I’d like to think so.

We’ve also received a lot of media coverage outside our conference and earnings meeting. Those two events generated 37 articles in June alone. Our prairieFyre announcement (21 articles), product-naming architecture (14 articles), and personnel announcements (9 articles) also generated other coverage that has played a role in helping us shift industry perceptions.

I would hesitate to call these “results.” We recognize that media lines in general are blurring. Print media journalists are diminishing in influence, as are their print journals. There is an emergence of the analyst/market commentator as opinion maker.

While these people may have been traditional journalists, they more often come up through an industry or analyst route. The source of their influence is credibility; they have industry insight, intimacy, and more often than not, strong opinions. Mitel is working closely with these new media influencers. We’re also evolving from a traditional (i.e., vanilla) form of corporate public relations for two important reasons: the media doesn’t like traditional PR and customers don’t care about it. While this form of communications may make a brand feel good about itself, it almost always receives short shrift from everyone else.

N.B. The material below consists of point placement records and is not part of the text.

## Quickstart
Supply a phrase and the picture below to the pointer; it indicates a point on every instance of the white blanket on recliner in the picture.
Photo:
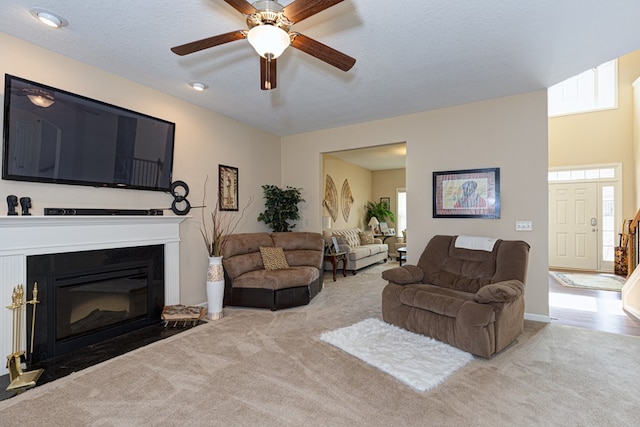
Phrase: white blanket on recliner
(477, 243)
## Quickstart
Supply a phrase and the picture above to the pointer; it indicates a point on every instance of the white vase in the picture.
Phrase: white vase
(215, 288)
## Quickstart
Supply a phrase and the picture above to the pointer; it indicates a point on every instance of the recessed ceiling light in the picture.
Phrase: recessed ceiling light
(49, 18)
(199, 86)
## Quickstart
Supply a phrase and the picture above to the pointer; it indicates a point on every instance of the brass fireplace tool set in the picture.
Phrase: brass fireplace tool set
(18, 378)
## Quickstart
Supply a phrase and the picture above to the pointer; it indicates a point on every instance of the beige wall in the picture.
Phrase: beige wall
(203, 140)
(385, 183)
(602, 136)
(636, 140)
(509, 133)
(359, 180)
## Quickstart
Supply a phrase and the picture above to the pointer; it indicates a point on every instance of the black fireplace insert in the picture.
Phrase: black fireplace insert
(91, 296)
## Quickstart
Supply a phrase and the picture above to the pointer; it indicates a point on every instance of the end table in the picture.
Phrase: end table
(335, 258)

We’re starting to develop “non-vanilla” opinions and strong points of view. We will comment and even take positions in and about the market that may not be mainstream. Some would call this approach “provocative messaging.” I would call it “being relevant.” This transition will take time for us to complete; we need to relinquish some old habits. That said, being more provocative will not lead us to bash the competition or lower ourselves to other tactics that we’ve seen in our market. Instead, we’ll focus on the market, our relevance within it, and how we help our customers solve their communications and collaboration challenges—in their words.

We strongly believe that this approach will help us communicate more effectively—just as our conference helped us on that score. For me, the most important takeaway from our BPC was a renewed belief in our direction, our brand, and our partners, and in how we’ll take market share by resolutely focusing on “outside-in” and being more customer centric.